Wanneer een spel zo groot als Overlevenden van vampieren komt, zal het ongetwijfeld door veel navolgers worden gevolgd. Dat kan een goede zaak zijn als je geen genoeg kunt krijgen van wat de nieuwste trend ook is, maar ik heb er nog nooit een gevonden Overlevenden-vindt ze erg boeiend, dus ik ervaar ze vooral als rommel als ik Steam doorzoek naar nieuwe games. Maar de meest recente Steam Next Fest gaf me eindelijk een demo in het subgenre waar ik echt van genoot, en nu de volledige game uit is, is het zelfs beter dan ik had verwacht.
Ondanks dat ik de titel volkomen belachelijk vind, kan ik er geen genoeg van krijgen Er komen monsters! Rots & Weg. Dat zou niet het geval zijn als het gewoon een ander was Overlevenden van vampieren kloon, maar het combineert automatische gevechten met torenverdedigingsmechanismenen voegt een bevredigende strategielaag toe aan het eindeloze doden van monsters.
Er komen monsters’S mix van torenverdediging en Overlevenden van vampieren voelt transformerend.
Elke etappe begint met een keuze van stad en kaart. Kaarten bieden verschillende mixen van hulpbronnen en monster-spawns, maar de stad is waar echte variatie om de hoek komt kijken. Je startstad wordt geleverd met sterke verdediging, maar ontgrendelbare keuzes mixen dingen door verschillende torentypes te polijsten, de manier te veranderen waarop je ervaring opdoet, of zelfs elke toren die je plaatst te spiegelen. Dat maakt elke run uniek en biedt een aantal interessante synergieën met de kaarten zelf, ondanks dat je doel elke keer hetzelfde blijft.
Dat doel is om je mobiele stad naar de Ark te brengen, een nederzetting waar de mensheid samenkomt om de constante monsterdreiging terug te vechten. De stad beweegt voortdurend over het scherm, waarbij de torens alle bedreigingen in de buurt aanvallen, terwijl je over de kaart snelt om grondstoffen te verzamelen en monsters te bestrijden. Door dicht bij vijanden te komen, kun je ze automatisch aanvallen, en als je een boom, steen of goudafzetting nadert, kun je deze gaan oogsten.

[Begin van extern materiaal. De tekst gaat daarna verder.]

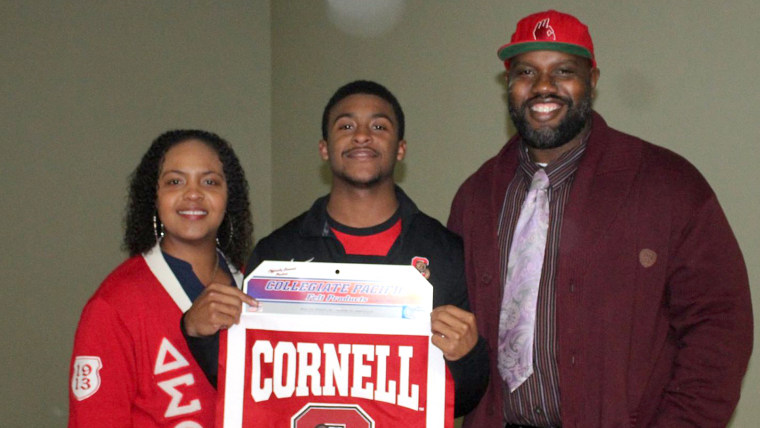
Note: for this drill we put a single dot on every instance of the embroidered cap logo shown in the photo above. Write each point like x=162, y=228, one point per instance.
x=544, y=31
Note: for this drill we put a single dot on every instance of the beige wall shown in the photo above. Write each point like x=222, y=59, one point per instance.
x=681, y=74
x=86, y=86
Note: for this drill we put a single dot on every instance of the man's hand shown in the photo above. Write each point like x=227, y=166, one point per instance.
x=454, y=331
x=218, y=307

Hoewel een groot deel van de actie automatisch plaatsvindt, zit er veel strategie in een goed Er komen monsters loop. Hout verhoogt de aanvalssnelheid van je torens, steen repareert de stad, met goud kun je nieuwe torens kopen in winkels die je onderweg tegenkomt, ervaringspunten verdiend met vechten en oogsten leveren je nieuwe torens op, en kisten geven je held nieuwe vaardigheden of activeren statische verdedigingen rond de kaart. Je wilt van alles een beetje verzamelen, maar beslissen wat je prioriteit geeft is essentieel om de Ark te bereiken.

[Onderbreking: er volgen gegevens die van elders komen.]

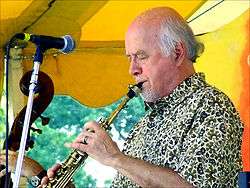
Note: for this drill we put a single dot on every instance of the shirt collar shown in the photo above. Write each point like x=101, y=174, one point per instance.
x=184, y=89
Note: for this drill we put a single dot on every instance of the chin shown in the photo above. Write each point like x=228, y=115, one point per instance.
x=149, y=96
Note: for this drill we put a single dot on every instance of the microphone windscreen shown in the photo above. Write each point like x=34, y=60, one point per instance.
x=69, y=44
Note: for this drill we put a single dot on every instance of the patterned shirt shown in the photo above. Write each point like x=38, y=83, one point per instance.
x=195, y=131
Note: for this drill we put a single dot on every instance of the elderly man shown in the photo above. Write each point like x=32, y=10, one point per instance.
x=191, y=135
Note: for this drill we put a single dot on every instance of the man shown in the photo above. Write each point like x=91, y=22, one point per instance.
x=191, y=136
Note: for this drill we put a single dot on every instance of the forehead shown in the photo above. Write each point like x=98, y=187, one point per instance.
x=141, y=39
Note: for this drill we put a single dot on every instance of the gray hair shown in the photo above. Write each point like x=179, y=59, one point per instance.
x=173, y=31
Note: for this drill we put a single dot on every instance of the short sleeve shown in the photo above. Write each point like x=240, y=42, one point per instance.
x=210, y=153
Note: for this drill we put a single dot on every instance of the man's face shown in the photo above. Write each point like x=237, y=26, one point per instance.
x=148, y=64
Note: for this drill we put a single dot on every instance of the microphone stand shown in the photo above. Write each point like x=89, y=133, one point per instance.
x=33, y=83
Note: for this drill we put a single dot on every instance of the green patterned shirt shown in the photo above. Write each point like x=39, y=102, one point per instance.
x=195, y=131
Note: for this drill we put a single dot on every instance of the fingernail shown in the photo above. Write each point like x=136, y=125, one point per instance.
x=67, y=145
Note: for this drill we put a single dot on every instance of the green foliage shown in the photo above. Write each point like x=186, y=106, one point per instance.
x=67, y=118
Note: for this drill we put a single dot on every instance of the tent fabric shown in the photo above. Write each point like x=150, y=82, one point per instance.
x=96, y=72
x=226, y=64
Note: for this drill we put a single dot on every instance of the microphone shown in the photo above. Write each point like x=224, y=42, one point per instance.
x=65, y=44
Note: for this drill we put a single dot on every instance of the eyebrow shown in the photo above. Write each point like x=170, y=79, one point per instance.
x=137, y=53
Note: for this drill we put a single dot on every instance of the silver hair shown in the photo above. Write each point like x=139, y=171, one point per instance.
x=172, y=32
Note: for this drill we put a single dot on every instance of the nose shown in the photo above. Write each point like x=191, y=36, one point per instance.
x=134, y=68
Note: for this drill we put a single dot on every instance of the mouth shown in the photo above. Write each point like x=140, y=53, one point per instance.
x=140, y=83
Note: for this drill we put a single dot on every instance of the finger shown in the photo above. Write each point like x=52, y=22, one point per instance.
x=83, y=135
x=92, y=125
x=78, y=146
x=44, y=181
x=52, y=171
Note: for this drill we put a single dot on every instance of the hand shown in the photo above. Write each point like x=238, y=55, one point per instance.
x=97, y=144
x=50, y=174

Horde-gevechten en torenverdedigingsstrategieën vormen een verrassend uitstekende mix.
Rauwe woede
Dat niveau van strategie maakt Er komen monsters voel me actiever dan anderen Overlevenden-likes, maar het heeft ook het build-crafting-element dat de kern vormt van zijn genre. Elke keer dat je een nieuwe toren of wapen verdient, kun je uit een aantal opties kiezen, en het maken van slimme keuzes is net zo belangrijk als hoe je door de levels beweegt. Hoewel je met slechts een klein arsenaal begint, biedt het voltooien van nieuwe niveaus of het winnen met nieuwe steden je extra opties. Er zijn ook speciale uitdagingen die je moet voltooien zodra je het spel onder de knie hebt. De voorwaarden voor ontgrendelingen variëren van het verzamelen van een bepaalde hoeveelheid hout tot het plaatsen van torens in specifieke configuraties, waardoor herhaalde runs niet saai aanvoelen.

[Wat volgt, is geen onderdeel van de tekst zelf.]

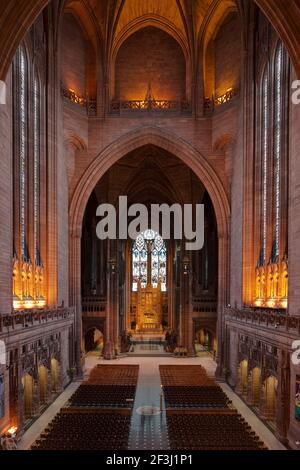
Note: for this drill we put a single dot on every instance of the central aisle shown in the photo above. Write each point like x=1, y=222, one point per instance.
x=149, y=431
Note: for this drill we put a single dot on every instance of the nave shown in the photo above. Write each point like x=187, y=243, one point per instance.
x=191, y=419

Er komen monsters voelt als een voor de hand liggende hit voor spelers die al fan zijn van de genres die het samenbrengt, maar wat ik er het meest aan waardeer, is hoe het een soort spel heeft gemaakt dat ik normaal gesproken niet leuk vind, echt voor mij werkt. Ik heb gemengd succes gehad toen ik dat probeerde buiten mijn comfortzone spelen de laatste tijd heb ik een voorliefde voor picross-puzzels ontwikkeld, maar vind ik incrementele spellen nog steeds bijna categorisch oppervlakkig. Er komen monsters heeft mij niet veranderd in een Overlevenden van vampieren fan, maar het is bewezen dat een doordachte, unieke kijk zelfs de meest bekende genres kan transformeren.